Sentada en su pequeña silla de madera y donde apenas sus pies alcanzaban a tocar el suelo, Paula dibujaba un gato. Sus manos, menudas e inquietas, se desenvolvían ágiles sobre la hoja blanca de papel Cansón, al tiempo que hacía deslizar el lápiz de una manera certera por la hoja.
A Paula le gustaba dibujar y pintar, no había duda. No perdía detalle de las otras personas que la rodeaban y que, enfrascadas en sus lienzos particulares, intentaban afanadas lograr la mejor obra jamás pintada...o al menos la mejor pintura de su vida.

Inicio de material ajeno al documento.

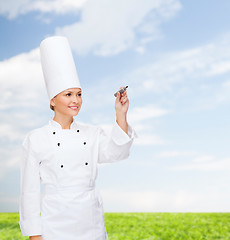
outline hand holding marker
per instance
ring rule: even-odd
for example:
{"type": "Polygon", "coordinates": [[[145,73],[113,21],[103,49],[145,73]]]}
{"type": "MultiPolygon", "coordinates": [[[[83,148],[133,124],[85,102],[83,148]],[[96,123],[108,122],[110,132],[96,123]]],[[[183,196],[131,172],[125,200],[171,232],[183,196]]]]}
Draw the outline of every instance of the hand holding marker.
{"type": "Polygon", "coordinates": [[[117,97],[117,93],[120,92],[120,94],[122,94],[123,92],[126,91],[126,89],[128,88],[128,86],[123,87],[122,89],[120,89],[119,91],[117,91],[116,93],[114,93],[114,96],[117,97]]]}

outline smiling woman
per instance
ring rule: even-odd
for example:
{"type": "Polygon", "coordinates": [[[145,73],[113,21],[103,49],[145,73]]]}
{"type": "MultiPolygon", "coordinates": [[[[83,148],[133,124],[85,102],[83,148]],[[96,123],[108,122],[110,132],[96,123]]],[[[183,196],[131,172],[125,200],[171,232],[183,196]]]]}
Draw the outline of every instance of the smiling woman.
{"type": "Polygon", "coordinates": [[[59,122],[64,115],[77,116],[81,109],[80,88],[70,88],[50,100],[50,108],[55,112],[54,120],[59,122]]]}
{"type": "MultiPolygon", "coordinates": [[[[129,156],[135,131],[126,121],[126,91],[115,100],[110,136],[80,123],[82,89],[68,41],[41,43],[41,61],[54,118],[27,134],[21,167],[20,227],[30,240],[104,240],[102,199],[95,188],[97,163],[129,156]],[[45,195],[40,202],[40,183],[45,195]]],[[[107,236],[108,239],[108,236],[107,236]]]]}

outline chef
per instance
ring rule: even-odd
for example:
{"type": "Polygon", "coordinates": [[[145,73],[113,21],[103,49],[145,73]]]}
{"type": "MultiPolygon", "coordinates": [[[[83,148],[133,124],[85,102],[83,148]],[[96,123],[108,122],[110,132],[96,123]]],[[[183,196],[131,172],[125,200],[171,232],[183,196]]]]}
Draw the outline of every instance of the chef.
{"type": "Polygon", "coordinates": [[[54,117],[23,141],[20,228],[30,240],[104,240],[103,204],[95,187],[97,164],[129,156],[135,131],[126,121],[126,91],[115,101],[116,121],[107,136],[80,123],[82,89],[65,37],[46,38],[41,64],[54,117]],[[40,184],[44,184],[44,194],[40,184]]]}

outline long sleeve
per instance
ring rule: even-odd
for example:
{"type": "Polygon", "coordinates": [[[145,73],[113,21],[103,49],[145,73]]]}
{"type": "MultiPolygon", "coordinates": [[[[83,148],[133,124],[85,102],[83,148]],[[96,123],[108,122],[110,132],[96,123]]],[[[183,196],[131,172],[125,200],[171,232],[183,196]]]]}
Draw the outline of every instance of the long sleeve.
{"type": "Polygon", "coordinates": [[[27,136],[23,142],[20,182],[20,221],[23,236],[41,235],[39,161],[27,136]]]}
{"type": "Polygon", "coordinates": [[[109,163],[123,160],[129,156],[135,131],[128,124],[128,134],[115,122],[110,136],[106,136],[103,130],[99,134],[99,163],[109,163]]]}

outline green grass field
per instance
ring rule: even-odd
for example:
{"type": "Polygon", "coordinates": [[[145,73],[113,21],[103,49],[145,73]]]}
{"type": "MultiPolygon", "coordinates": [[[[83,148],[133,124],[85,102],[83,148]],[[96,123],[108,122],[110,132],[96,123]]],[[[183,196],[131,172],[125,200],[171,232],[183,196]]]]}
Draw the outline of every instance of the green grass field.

El olor a la pintura y al aguarrás inundaba la habitación donde, por doquier, había libros de arte, láminas sacadas de viejos calendarios desvencijados, bocetos, cuadros terminados y a medio hacer, así como reciclado de papeles y materiales que, inevitablemente, estimulaban sus sentidos. Era evidente que Paula se sentía a gusto. Incluso entre la gente grande. Sus brillantes ojos recorrían las obras de cada uno de los aprendices que trabajaban en aquel taller como queriendo descubrir vericuetos que todavía no habían salido a la luz. Paula era muy curiosa y algo inquieta, tanto que indagaba y preguntaba con el desparpajo de la infancia y con la naturalidad que da lo inocente.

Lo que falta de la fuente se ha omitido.